During one of the Democratic presidential primary debates, Sen. Kamala Harris called out Biden on his previous comments about “civilly” working with segregationists decades ago. Perhaps in Biden’s perspective, displaying his ability to work with an opposing group of people is a positive aspect of himself as a politician. Especially in the polarizing political climate that exists today. However, when he called his work with segregationists civil, it signaled a tolerance that Biden never should have shown in the first place.

The Effort in Winning the Gen Z Vote

 In a YouGov poll from April, among voters aged 18-29 only 10% viewed Biden as very favorable, which was the lowest percentage of any age group. In a Quinnipiac poll from April, 57% of individuals between 18-29 years old said Joe Biden was unfavorable. Included in Biden’s low favorability ratings, Gen Z also had the lowest voter turnout than any other generation with only 46.1% of eligible voters showing up to polls during the 2016 election. 

The former Vice President made progress in addressing where he falls short for youth support. In May, he launched a joint task force that contains the voices of moderate and progressive democratic leaders and experts addressing a plethora of issues including healthcare, immigration, education, the economy, criminal justice, and climate change.
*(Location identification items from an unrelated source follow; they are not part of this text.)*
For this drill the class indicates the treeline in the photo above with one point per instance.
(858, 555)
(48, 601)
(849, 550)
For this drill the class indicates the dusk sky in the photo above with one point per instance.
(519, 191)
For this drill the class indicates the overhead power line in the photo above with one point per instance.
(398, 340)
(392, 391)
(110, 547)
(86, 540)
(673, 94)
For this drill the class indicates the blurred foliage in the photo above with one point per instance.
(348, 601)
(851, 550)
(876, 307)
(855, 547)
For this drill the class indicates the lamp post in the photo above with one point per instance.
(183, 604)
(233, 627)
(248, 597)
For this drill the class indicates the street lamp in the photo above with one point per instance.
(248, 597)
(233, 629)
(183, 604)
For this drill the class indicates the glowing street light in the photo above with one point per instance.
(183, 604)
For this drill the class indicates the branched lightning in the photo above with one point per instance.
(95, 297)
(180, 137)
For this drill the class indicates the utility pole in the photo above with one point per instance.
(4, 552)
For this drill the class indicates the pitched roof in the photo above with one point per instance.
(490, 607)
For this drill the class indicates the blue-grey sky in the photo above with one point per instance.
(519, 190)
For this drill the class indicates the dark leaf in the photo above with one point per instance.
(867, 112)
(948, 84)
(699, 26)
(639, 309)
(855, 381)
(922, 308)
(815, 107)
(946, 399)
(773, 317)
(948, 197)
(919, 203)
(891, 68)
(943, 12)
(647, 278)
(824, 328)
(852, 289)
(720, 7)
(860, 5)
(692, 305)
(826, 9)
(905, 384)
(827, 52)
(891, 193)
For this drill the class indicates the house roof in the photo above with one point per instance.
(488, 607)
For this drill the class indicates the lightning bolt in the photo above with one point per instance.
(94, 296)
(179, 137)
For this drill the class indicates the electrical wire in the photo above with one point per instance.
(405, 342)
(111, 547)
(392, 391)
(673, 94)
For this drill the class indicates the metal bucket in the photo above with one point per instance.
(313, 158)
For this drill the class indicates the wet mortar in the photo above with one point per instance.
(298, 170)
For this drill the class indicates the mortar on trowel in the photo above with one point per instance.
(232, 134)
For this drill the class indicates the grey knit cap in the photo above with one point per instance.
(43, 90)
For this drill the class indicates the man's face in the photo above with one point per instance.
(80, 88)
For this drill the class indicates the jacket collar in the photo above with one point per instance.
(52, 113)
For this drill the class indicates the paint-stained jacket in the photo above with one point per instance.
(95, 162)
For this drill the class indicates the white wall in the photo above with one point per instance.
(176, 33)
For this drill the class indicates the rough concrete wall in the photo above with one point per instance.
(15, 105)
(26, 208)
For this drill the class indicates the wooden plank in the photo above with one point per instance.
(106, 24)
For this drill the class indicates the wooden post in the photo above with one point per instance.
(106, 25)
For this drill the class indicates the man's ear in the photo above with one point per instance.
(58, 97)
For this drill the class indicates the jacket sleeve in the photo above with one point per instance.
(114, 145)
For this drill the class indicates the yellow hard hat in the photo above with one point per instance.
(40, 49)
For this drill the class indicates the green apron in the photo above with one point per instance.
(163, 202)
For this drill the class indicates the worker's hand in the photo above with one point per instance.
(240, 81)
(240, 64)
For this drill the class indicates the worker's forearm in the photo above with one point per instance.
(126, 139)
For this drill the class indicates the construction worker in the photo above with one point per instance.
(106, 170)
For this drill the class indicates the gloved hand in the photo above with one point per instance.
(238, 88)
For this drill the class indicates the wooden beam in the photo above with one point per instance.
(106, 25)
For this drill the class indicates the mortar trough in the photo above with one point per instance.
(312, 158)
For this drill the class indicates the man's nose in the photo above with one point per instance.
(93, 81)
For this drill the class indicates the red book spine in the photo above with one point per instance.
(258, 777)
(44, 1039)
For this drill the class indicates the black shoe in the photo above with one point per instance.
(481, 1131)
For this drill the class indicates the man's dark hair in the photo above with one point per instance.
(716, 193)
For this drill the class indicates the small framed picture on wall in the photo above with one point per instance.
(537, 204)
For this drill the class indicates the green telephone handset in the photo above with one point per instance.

He compiled the list in collaboration with former Democratic Presidential Candidate Bernie Sanders, who was known to be popular among young individuals. It included big progressive names like Rep. Alexandria Ocasio-Cortez and Rep. Pramila Jayapal in addition to more moderate names like former Secretary of State John Kerry and former Attorney General Eric Holder.

Alongside his senior advisor Symone D. Sanders, Biden also released an initiative for young voters called League 46. It is a program that called for young voters of different backgrounds to get involved in the Biden campaign to “make sure that this January, Joe is in the White House.”  It includes a network for young elected officials, students, and professionals to rally around the Democratic presidential nominee.

 Whether Biden’s commitment to young voters increases youth support will reflect the results in November. Given the choice of Biden, Trump, and any other Third-Party Candidate that may run between now and November, will young Democratic voters vote blue or will they refuse to vote at all?